Le choc du Groupe H entre l'Arabie Saoudite et l'Uruguay, prévu ce 15 juin 2026 à 22:00 UTC à Miami, n'oppose pas seulement deux mondes footballistiques. Il confronte une équipe sud-américaine en reconstruction sous Marcelo Bielsa, privée de plusieurs éléments clés, à une sélection asiatique qui a trouvé une stabilité défensive sous la houlette de son sélectionneur, Roberto Donis.
Les absences uruguayennes, un facteur sous-estimé par le marché
Le principal argument en faveur d'un match fermé repose sur les carences de l'effectif uruguayen. Ronald Araújo, pilier de la défense à la relance et à la couverture, est forfait en raison d'une blessure au mollet. José María Giménez, son complément naturel, est très incertain et ne devrait pas débuter. En attaque, Giorgian De Arrascaeta, le créateur de déséquilibres dans les petits espaces, manque également à l'appel. Ces trois absences affectent directement la capacité de l'Uruguay à marquer et à ne pas encaisser de buts – les deux piliers d'un total bas. Le marché, qui valorise souvent la réputation collective, ne semble pas intégrer pleinement ce déficit de qualité individuelle, en particulier dans la construction du jeu offensif.
La forme récente : deux équipes en quête de rythme
L'Uruguay a peiné lors de ses dernières sorties. Un 0-0 poussif face à l'Algérie, un 1-1 arraché sur penalty contre l'Angleterre, et surtout une déroute 5-1 contre les États-Unis : les signes d'une animation offensive en berne sont récurrents. L'Arabie Saoudite, elle, a montré un visage plus discipliné.
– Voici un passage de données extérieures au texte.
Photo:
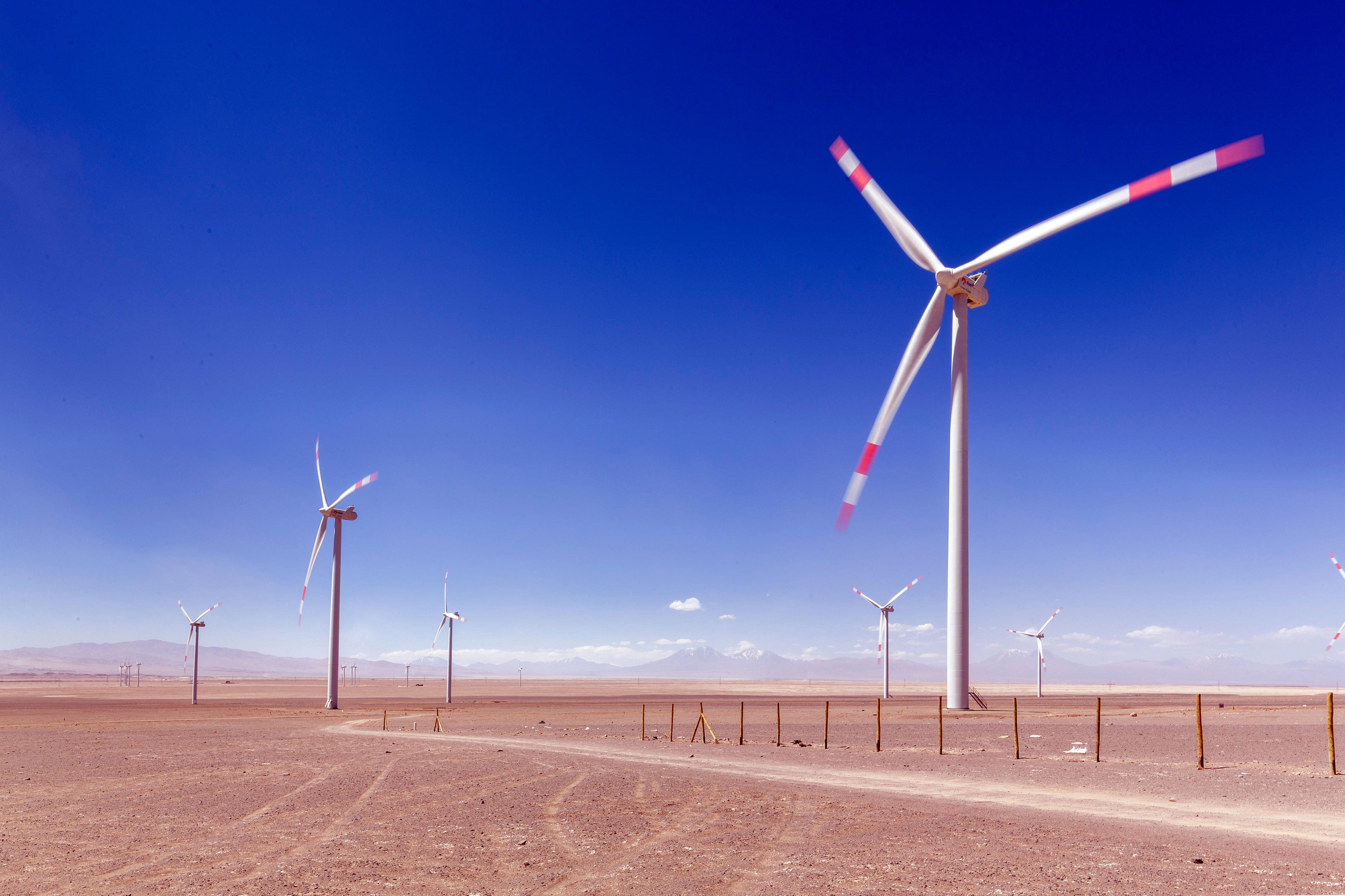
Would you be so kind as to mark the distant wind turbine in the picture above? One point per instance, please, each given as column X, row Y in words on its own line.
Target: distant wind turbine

Le 0-0 contre le Sénégal en amical a démontré une capacité à rester compact et à limiter les occasions, même si le potentiel offensif reste modeste – 3 buts contre Porto Rico, mais une défaite 2-1 face à l'Équateur et un cinglant 4-0 contre l'Égypte. La tendance est à la prudence des deux côtés.
Un choc de motivations, mais pas de rythme de buts
Les deux sélections abordent ce match avec une pression maximale. Pour l'Arabie Saoudite, un résultat positif est vital avant d'affronter l'Espagne. Pour l'Uruguay, un faux pas compromettrait sérieusement la qualification. Cette intensité devrait se traduire par une attention défensive accrue, mais aussi par une certaine nervosité dans les derniers gestes. Avec une chaleur humide à Miami, le rythme pourrait baisser en seconde période, rendant une explosion offensive encore moins probable. Le jeu de transition saoudien, incarné par Salem Al-Dawsari, pourra créer des opportunités, mais le manque de finition chronique des deux côtés – 0,6 xG pour l'Arabie Saoudite, 1,5 pour l'Uruguay – suggère un réalisme limité.